BACH C.P.E., Flute Concerto in D Minor

It wasn’t until the Bach revival movement in the early 19th century—of Johann Forkel’s Bach biography of 1802, and Felix Mendelssohn’s performance of the St Matthew Passion in 1829—that the name Bach began to mean J.S., rather than C.P.E. This Bach, his second surviving son, was a prolific composer, who, in 1740, gained employment at the court of Frederick the Great in Berlin as a harpsichordist. 

 

C.P.E. Bach is one of those composers who falls between the cracks of periodised musical history. Yet, his influence is constantly understated, perhaps because his most influential work was not a composition, but an aesthetic treatise: On The True Art of Playing Keyboard Instruments, which was essential in shaping performance practices in the early Classical period. In particular, Philipp Emanuel was important in suggesting performers should align themselves emotionally with the music they are performing. (“A musician cannot move others unless he too is moved,” he wrote, such as in sad passages, where “the performer must languish and grow sad.”) He also helped codify some performance trends that we still come across today. “Ugly grimaces are, of course, inappropriate and harmful, but fitting expressions help the listener to understand our meaning,” he wrote. If you’ve ever remarked on why performers regularly perform with unsightly or unusual facial expressions, blame Philipp Emanuel! 

 

Bach was a prodigious composer both in the concerto form, and for the flute, a particularly popular instrument at the time—especially in the court of Frederick the Great—which Bach often rearranged existing concerti for.
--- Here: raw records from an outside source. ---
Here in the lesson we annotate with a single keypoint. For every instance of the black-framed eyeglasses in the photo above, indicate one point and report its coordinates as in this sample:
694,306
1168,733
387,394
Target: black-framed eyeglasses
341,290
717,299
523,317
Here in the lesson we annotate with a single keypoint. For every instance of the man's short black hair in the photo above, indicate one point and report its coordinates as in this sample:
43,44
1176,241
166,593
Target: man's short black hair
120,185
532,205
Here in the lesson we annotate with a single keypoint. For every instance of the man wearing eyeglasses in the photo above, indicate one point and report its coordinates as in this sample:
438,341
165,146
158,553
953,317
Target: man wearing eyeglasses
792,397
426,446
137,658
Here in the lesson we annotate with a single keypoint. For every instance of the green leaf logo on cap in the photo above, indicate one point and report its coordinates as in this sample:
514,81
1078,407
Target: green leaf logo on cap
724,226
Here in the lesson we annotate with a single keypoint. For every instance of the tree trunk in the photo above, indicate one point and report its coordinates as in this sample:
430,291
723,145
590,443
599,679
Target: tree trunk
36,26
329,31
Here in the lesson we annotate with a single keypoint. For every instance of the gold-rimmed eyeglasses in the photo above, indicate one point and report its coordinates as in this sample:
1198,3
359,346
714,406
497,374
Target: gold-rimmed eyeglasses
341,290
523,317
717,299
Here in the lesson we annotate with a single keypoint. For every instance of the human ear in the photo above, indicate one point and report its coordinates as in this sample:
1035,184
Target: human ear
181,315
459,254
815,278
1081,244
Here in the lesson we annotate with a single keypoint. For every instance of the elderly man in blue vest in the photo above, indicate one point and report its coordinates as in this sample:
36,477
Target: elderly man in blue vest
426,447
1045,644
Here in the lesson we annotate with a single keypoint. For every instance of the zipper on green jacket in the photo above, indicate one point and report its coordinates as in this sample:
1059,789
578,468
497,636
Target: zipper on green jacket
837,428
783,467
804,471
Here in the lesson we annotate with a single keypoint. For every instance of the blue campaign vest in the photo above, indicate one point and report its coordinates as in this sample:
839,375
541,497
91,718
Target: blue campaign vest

This concerto in D minor, written as early as 1747, is no different. Versions exist for harpsichord and flute, with contrasting scholarly arguments as to which came first. Spanning three movements—fast, slow, fast—the first is declamatory and technical, the second lilting (with liberal uses of ornamentation) and the third comes with a fluttering, nervous vitality. With its darting runs, juddering repetitions, crunching discords and loud ensemble exclamations, the concerto’s conclusion seems to prefigure some of the Sturm und Drang tempestuousness that Mozart and Haydn would deploy so effectively later that century.